2016 Year in Review: Highlights and heartbreaks »

Then there was UCLA basketball, which ended the year on the verge of returning hoops greatness to Westwood, winning its first 10 games of the season thanks to a great group of freshman recruited by Coach Steve Alford. All of this happened a mere months after they finished a 15-win season by missing the NCAA tournament. Not everything was different in 2016, but that wasn’t all good, either.

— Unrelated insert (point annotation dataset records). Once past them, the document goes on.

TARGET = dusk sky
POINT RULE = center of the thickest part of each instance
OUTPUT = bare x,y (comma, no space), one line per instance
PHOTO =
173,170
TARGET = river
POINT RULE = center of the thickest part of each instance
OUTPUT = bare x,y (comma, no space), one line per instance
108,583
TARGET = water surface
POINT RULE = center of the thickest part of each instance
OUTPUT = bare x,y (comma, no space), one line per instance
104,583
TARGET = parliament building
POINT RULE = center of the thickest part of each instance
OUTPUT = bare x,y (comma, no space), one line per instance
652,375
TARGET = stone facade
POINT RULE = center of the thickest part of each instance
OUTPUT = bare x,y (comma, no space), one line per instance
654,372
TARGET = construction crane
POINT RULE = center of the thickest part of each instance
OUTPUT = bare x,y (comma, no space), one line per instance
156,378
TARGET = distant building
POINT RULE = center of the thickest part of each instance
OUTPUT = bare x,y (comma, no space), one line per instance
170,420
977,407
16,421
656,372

The Clippers followed a great regular season with an injury-ridden collapse in the first round of the playoffs. The Angels continued their losing ways, with Mike Trout once again baseball most forlorn great talent, the two-time MVP having played five full seasons without a postseason victory. Then there was UCLA football, which returned to the shadows with the injury to Josh Rosen and questionable coaching by Jim Mora. And yeah, Dodger Stadium parking still stinks, some things will never change.

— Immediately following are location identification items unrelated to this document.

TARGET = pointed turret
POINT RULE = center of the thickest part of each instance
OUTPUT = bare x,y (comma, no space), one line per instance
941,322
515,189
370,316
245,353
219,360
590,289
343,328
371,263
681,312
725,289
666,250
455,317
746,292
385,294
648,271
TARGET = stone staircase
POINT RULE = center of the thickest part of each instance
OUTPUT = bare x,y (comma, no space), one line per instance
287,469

But through all this there was a champion. All hail the Los Angeles Sparks, the WNBA team that won its first title in 14 years. They did it with the guttiest play of the Los Angeles sports year, Nneke Ogwumike sinking a 5-foot shot while falling on her back with two seconds remaining to give the Sparks a 77-76 win in a deciding Game 5 of the WNBA Finals against the Minnesota Lynx.

After the game, Finals MVP Candace Parker asked, through, tears, “Is this real?’’

In reflecting on a year of sad farewells, warm welcomes and honeymoons that lasted as long as it takes to say the name, “Jeff Fisher,’’ Los Angeles sports fans could be forgiven for asking themselves the same thing.